Verizon Wireless Readies Price Cuts, Plans to Close Call Centers Amid Rising Competition
After largely eschewing the wave of price cuts that have swept through the cellphone service business, Verizon Wireless appears poised to announce a new set of cheaper rate plans on Thursday.
According to a data sheet on the new plans leaked to Android Police, Verizon will be increasing the amount of data for Share Everything customers and cutting monthly costs by $10 to $20 for those who finance their device using a Verizon Edge program rather than opting for a subsidized phone.
The company is teasing tomorrow’s moves, but declined to comment on the specifics.
Verizon is also closing five customer call centers, including locations in Cranberry Woods, Pa., and Meriden, Conn. The company will also close part of its call center operations in Irvine, Calif.; Warrendale, Pa.; and Folsom, Calif. In all, the move will affect about 3,000 workers, who will have the option of relocating or taking a severance package. An additional 2,200 workers will be reassigned to similar positions within driving distance of their current office, Verizon said. The closings are set to take place in May, a Verizon spokesman told Re/code.

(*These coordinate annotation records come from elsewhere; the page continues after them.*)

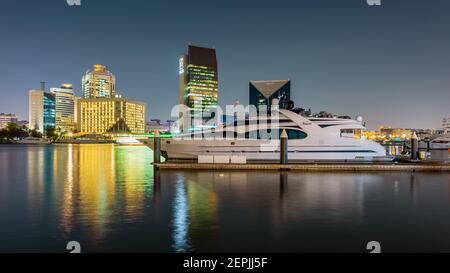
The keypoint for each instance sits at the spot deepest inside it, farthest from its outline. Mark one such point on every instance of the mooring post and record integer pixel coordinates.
(414, 146)
(284, 148)
(157, 147)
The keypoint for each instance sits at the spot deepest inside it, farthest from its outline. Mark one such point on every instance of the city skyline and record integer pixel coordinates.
(392, 68)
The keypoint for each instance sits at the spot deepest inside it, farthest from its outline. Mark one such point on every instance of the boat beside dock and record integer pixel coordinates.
(311, 167)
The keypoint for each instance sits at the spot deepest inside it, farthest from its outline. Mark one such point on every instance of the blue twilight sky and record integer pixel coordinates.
(390, 64)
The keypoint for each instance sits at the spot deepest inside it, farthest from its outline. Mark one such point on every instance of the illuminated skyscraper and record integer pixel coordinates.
(6, 119)
(65, 107)
(41, 110)
(199, 81)
(263, 92)
(98, 83)
(111, 115)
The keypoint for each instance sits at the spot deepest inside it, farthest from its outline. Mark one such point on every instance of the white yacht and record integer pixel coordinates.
(310, 139)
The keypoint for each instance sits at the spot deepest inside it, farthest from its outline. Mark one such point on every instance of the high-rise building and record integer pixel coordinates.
(263, 92)
(98, 83)
(76, 120)
(446, 123)
(199, 81)
(65, 107)
(41, 110)
(111, 115)
(5, 119)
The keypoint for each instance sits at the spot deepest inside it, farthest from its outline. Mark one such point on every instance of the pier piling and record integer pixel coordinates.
(284, 148)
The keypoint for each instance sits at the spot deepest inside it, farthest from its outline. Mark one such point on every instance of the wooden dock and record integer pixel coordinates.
(310, 167)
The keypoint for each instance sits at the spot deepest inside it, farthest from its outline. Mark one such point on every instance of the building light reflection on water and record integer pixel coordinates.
(91, 186)
(180, 218)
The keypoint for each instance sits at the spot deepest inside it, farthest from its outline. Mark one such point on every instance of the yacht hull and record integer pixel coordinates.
(258, 151)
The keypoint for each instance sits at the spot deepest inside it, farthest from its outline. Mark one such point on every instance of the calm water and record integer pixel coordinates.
(105, 198)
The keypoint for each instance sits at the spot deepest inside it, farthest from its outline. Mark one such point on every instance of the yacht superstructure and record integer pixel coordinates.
(310, 139)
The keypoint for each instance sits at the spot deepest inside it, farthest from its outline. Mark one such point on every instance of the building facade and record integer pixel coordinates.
(5, 119)
(98, 83)
(111, 115)
(41, 111)
(261, 93)
(446, 123)
(199, 86)
(64, 108)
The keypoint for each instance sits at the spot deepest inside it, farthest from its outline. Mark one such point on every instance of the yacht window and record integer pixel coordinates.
(263, 134)
(351, 133)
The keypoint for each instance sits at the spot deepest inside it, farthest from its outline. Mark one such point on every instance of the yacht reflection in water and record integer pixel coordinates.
(257, 211)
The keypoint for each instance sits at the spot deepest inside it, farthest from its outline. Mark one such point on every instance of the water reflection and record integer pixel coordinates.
(92, 185)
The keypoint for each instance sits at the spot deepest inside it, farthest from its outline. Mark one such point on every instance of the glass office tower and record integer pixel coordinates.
(199, 85)
(41, 110)
(65, 107)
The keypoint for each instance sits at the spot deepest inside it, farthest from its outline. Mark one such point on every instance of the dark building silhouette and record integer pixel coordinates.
(199, 81)
(263, 92)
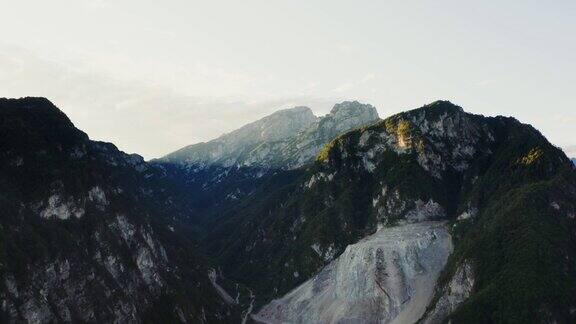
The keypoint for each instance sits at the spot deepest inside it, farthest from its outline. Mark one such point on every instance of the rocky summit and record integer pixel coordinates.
(286, 139)
(432, 215)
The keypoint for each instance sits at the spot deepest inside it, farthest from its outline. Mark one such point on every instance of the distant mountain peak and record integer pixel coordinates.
(288, 138)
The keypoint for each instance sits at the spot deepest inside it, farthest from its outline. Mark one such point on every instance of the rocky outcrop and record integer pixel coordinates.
(286, 139)
(506, 192)
(89, 233)
(387, 277)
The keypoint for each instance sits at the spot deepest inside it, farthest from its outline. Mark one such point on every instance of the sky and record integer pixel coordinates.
(153, 76)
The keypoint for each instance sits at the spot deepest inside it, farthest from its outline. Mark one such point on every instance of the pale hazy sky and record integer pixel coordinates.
(152, 76)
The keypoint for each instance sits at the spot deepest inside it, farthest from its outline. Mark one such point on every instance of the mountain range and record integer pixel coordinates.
(432, 215)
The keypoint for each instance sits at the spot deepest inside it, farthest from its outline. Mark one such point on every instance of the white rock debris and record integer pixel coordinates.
(386, 277)
(97, 195)
(470, 213)
(60, 208)
(457, 291)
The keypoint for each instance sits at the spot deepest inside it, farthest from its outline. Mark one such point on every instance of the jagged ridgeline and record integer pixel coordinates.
(503, 193)
(91, 234)
(223, 171)
(431, 215)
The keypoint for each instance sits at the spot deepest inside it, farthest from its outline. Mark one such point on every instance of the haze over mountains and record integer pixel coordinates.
(430, 215)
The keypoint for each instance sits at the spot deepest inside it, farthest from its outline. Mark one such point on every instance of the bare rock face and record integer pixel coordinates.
(388, 277)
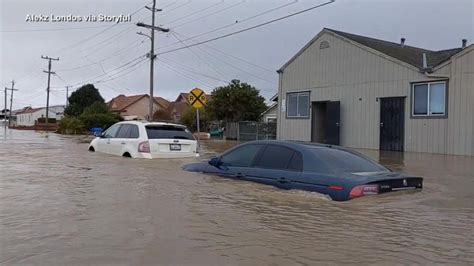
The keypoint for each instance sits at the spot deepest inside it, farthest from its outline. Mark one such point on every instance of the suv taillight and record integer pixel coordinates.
(144, 147)
(363, 190)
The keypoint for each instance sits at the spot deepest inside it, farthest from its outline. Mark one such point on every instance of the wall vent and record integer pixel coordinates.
(324, 45)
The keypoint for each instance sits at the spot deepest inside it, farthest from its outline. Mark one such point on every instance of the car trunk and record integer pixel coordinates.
(389, 181)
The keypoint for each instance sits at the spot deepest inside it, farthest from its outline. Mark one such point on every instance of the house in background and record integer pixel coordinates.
(180, 105)
(29, 116)
(362, 92)
(177, 109)
(136, 107)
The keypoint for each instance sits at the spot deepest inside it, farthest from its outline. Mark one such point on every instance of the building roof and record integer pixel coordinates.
(178, 107)
(183, 96)
(408, 54)
(163, 102)
(121, 102)
(405, 53)
(29, 110)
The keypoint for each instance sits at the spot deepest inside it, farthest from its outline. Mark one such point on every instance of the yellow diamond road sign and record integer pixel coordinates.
(197, 98)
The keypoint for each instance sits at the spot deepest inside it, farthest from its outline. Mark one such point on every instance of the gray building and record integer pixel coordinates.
(361, 92)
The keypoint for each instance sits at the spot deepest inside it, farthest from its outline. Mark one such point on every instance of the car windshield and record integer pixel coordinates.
(347, 162)
(168, 132)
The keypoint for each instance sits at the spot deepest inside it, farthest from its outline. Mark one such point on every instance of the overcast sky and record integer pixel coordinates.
(110, 55)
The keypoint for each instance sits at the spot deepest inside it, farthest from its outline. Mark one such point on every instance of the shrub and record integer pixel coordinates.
(99, 120)
(71, 125)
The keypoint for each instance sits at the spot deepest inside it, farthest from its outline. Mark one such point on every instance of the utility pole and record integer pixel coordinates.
(152, 52)
(5, 111)
(11, 102)
(67, 95)
(47, 90)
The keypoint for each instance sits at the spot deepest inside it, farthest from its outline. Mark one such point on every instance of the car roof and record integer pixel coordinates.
(146, 123)
(299, 144)
(308, 148)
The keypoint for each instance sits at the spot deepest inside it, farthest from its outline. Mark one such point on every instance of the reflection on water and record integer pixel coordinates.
(60, 204)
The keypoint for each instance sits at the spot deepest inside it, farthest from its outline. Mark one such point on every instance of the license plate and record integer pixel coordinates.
(175, 147)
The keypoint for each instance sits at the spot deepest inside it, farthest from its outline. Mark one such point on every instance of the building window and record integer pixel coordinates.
(298, 104)
(429, 99)
(324, 45)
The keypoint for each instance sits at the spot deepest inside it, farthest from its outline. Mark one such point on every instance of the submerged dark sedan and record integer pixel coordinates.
(341, 173)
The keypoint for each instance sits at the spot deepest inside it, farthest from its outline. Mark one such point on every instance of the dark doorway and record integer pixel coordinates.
(325, 122)
(392, 123)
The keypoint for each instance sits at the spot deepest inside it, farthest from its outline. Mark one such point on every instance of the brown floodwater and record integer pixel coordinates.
(62, 205)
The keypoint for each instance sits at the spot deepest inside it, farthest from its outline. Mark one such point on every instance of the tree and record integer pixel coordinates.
(87, 109)
(236, 102)
(189, 119)
(82, 98)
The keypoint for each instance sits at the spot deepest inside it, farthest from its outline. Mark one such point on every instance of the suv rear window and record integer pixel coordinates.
(168, 132)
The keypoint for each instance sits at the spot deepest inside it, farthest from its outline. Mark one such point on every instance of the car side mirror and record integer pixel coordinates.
(215, 161)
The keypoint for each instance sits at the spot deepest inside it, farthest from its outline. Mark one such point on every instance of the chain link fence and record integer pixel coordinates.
(249, 130)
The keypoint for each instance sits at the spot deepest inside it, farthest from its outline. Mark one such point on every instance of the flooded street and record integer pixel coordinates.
(62, 205)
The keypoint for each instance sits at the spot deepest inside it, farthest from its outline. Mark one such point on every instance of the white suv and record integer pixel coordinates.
(146, 140)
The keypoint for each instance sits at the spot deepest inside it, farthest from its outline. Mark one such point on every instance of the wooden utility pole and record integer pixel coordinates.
(11, 102)
(5, 111)
(67, 95)
(152, 55)
(47, 90)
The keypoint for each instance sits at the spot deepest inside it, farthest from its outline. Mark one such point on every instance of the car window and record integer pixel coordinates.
(124, 131)
(134, 132)
(347, 162)
(112, 131)
(276, 157)
(241, 157)
(296, 162)
(168, 132)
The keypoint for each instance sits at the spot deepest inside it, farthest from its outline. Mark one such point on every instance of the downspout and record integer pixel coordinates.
(279, 116)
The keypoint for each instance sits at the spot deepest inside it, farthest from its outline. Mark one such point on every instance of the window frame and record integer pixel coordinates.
(298, 93)
(429, 115)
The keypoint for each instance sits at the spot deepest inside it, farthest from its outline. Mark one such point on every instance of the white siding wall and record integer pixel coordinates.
(28, 119)
(346, 72)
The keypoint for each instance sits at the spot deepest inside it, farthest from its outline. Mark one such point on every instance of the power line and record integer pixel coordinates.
(232, 24)
(237, 58)
(82, 41)
(174, 8)
(196, 12)
(121, 66)
(246, 29)
(200, 58)
(187, 76)
(63, 29)
(113, 55)
(185, 68)
(208, 15)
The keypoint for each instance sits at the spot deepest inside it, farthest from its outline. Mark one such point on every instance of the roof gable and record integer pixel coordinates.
(404, 53)
(121, 102)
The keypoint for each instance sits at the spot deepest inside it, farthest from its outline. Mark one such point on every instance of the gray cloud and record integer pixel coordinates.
(428, 24)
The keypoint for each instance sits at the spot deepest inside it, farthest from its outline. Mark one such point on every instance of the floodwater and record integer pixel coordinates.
(61, 205)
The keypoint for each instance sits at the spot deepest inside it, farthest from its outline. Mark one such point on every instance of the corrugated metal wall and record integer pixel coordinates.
(357, 77)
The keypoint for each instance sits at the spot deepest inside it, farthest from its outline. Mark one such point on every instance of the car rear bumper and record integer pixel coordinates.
(167, 155)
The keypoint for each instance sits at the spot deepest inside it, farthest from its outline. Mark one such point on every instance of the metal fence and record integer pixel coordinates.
(249, 130)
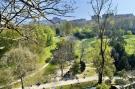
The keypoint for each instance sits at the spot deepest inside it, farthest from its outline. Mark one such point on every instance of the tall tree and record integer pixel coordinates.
(64, 54)
(101, 7)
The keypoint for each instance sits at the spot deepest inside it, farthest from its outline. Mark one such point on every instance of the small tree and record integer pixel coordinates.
(64, 54)
(22, 61)
(102, 7)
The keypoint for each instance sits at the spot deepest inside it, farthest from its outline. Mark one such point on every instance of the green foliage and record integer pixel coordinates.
(120, 82)
(75, 68)
(6, 76)
(109, 67)
(122, 74)
(21, 60)
(102, 86)
(82, 66)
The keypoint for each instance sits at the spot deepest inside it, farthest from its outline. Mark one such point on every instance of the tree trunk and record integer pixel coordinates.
(103, 59)
(61, 68)
(22, 82)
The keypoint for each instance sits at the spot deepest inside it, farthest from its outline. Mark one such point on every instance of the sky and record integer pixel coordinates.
(84, 9)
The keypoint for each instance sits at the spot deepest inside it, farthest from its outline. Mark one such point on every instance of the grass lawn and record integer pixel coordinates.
(79, 86)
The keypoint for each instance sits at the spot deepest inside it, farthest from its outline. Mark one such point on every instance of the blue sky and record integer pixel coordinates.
(84, 9)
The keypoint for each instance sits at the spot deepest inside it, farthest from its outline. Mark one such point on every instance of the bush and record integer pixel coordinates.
(82, 66)
(108, 81)
(103, 86)
(120, 82)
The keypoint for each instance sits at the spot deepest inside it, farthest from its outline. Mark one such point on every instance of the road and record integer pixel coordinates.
(62, 83)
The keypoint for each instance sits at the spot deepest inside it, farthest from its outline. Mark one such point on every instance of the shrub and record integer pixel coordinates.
(82, 66)
(120, 82)
(108, 81)
(47, 60)
(102, 86)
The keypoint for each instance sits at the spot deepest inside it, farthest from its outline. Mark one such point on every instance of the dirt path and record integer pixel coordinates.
(62, 83)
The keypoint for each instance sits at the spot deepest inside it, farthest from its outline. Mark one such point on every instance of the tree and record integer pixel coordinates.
(109, 68)
(15, 12)
(118, 52)
(64, 54)
(6, 77)
(101, 7)
(22, 61)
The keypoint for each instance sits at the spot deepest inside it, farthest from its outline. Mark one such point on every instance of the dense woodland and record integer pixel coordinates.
(34, 53)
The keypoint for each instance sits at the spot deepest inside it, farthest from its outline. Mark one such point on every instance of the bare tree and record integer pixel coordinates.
(15, 12)
(64, 54)
(22, 61)
(101, 7)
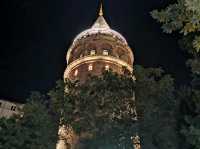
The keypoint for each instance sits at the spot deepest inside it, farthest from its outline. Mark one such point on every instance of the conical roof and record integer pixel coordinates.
(99, 27)
(100, 23)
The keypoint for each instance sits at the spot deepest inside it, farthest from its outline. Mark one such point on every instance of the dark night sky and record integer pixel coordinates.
(35, 35)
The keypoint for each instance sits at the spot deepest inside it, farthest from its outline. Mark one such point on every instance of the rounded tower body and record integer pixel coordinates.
(93, 51)
(97, 49)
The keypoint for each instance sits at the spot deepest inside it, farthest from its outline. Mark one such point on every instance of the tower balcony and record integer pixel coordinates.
(95, 65)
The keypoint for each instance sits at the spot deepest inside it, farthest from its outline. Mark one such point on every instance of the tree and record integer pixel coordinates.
(101, 111)
(157, 108)
(184, 16)
(35, 129)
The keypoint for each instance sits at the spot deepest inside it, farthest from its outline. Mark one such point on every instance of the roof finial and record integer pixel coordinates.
(101, 9)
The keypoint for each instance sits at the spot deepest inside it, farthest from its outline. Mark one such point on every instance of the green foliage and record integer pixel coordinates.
(184, 16)
(102, 107)
(156, 107)
(35, 130)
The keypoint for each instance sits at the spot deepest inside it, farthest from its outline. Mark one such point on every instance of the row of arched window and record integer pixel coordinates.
(90, 68)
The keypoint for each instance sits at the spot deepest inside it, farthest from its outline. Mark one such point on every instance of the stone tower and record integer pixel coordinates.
(97, 49)
(93, 51)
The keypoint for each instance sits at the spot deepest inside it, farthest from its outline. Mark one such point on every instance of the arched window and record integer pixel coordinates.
(107, 67)
(92, 52)
(90, 67)
(105, 52)
(76, 72)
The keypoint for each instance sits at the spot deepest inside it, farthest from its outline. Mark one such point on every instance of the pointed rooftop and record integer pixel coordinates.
(101, 22)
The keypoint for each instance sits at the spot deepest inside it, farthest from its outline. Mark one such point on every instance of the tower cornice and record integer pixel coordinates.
(90, 59)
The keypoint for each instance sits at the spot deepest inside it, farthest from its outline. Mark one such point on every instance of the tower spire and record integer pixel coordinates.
(101, 8)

The moves come amid growing price pressure in the industry, an effort largely kicked off last year when No. 4 U.S. carrier T-Mobile moved to do away with phone subsidies and simultaneously cut service plan prices. T-Mobile also introduced an early upgrade program.
AT&T and Verizon responded with various early upgrade programs but have been reluctant to cut prices. AT&T, though, announced earlier this month that it was cutting prices on some family plans. Analysts had been speculating that Verizon would not be able to hold out much longer without some sort of price move.